L’empatia è una caratteristica essenziale dell’umanità. La capacità di metterci nei panni degli altri e sentire ciò che provano ci distingue. Infatti, alcuni sociologi e psicologi hanno addirittura affermato che l’empatia è ciò che ci rende propriamente umani.
Ma alcuni studi recenti suggeriscono che l’empatia è in declino nella cultura occidentale. Uno studio dell’Università del Michigan, ad esempio, ha scoperto che le generazioni più giovani, in particolare, sono meno empatiche e più narcisiste di quelle che le hanno precedute.
Allo stesso tempo, un sondaggio condotto nel Regno Unito ha rivelato che il 52% delle persone pensa che ci sia meno empatia verso gli altri. Senza dubbio, se guardiamo alla crescente polarizzazione della società, alla demonizzazione di alcuni gruppi, alla disperazione di chi è abbandonato al proprio destino, all’aumento della rabbia, del sospetto e del pregiudizio, è difficile pensare che non sia così.
Una crisi emergente di empatia?
Dallo studio condotto presso l’Università del Michigan è emerso che l’empatia tra gli studenti universitari è diminuita del 40% tra gli anni 1970 e 2000. Nello specifico, quella che è diminuita maggiormente è la preoccupazione empatica, che ha subito un drastico calo, seguita dall’assunzione di prospettiva.
La preoccupazione empatica è la tendenza a provare compassione, affetto, tenerezza o pietà per gli altri, soprattutto quando sono in difficoltà. Fondamentalmente è sentire ciò che sente l’altro.

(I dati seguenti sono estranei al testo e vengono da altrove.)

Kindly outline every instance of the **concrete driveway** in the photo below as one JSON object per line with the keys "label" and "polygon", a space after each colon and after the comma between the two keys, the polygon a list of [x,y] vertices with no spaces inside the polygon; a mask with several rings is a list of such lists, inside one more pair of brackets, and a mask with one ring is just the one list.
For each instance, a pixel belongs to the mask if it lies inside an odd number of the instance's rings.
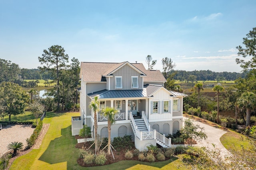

Questi sentimenti orientati verso gli altri di solito vanno di pari passo con l’assunzione di prospettiva, che implica non solo mettersi nei loro panni da un punto di vista emotivo, ma anche essere in grado di capirli. Tutto sembra indicare che le nuove generazioni abbiano più difficoltà a comprendere gli altri e, ovviamente, a mettersi al loro posto.
Perché?
Fenomeni complessi come la perdita di empatia non hanno un’unica spiegazione. Senza dubbio, l’abuso della tecnologia e dei social network influisce. Abituati a essere continuamente connessi, abbiamo sempre meno opportunità di avere conversazioni faccia a faccia aperte e spontanee in cui possiamo connetterci con gli altri e metterci nei loro panni o addirittura mostrare la nostra vulnerabilità.
Allo stesso tempo siamo sempre meno presenti. I messaggi che attirano continuamente la nostra attenzione ci impediscono di essere nel qui e ora, condizione essenziale per provare empatia. I legami sociali che stabiliamo sono sempre più fragili e liquidi, secondo Zygmunt Bauman.
Senza dubbio, la tendenza delle società occidentali all’individualismo e alla competitività è un altro fattore che contribuisce a questa graduale perdita di empatia. La necessità di competere continuamente con gli altri alla ricerca di attenzione e successo ci fa vedere in loro degli avversari. Ciò non crea solo distanziamento ma anche stanchezza mentale che blocca lo sforzo di comprendere un’altra prospettiva.
Il paradosso dell’empatia selettiva
L’empatia non è semplicemente una risposta naturale. Si apprende anche. Tuttavia, gli psicologi osservano un paradosso: siamo sempre più selettivi con l’oggetto della nostra empatia; cioè la persona o il gruppo che consideriamo “degno” di ricevere quell’empatia.
Lo psicologo Fritz Breithaupt, dell’Università dell’Indiana, spiega che ci sono fattori che innescano e bloccano l’empatia. Proprio come possiamo provare empatia quando vediamo qualcuno piangere, un conflitto con una persona o anche una divergenza di opinioni può bloccare il nostro atteggiamento empatico.
Quando ci opponiamo, è automaticamente impossibile per noi metterci nei panni della persona che consideriamo nostro nemico o avversario. Non riusciamo a comprendere le sue ragioni né a condividere i suoi sentimenti, quindi la tendenza è quella di demonizzarlo per avere ragione.
Esiste quindi anche un meccanismo selettivo che ci permette di provare empatia per alcune persone o gruppi, ma non per altri. Ovviamente, le conseguenze di una diminuzione sistematica dell’empatia generale a fronte di un aumento dell’empatia selettiva potrebbero essere preoccupanti perché ci separano sempre di più.
Fonte:
Booth, R. (2018) Majority of Britons think empathy is on the wane. In: The Guardian.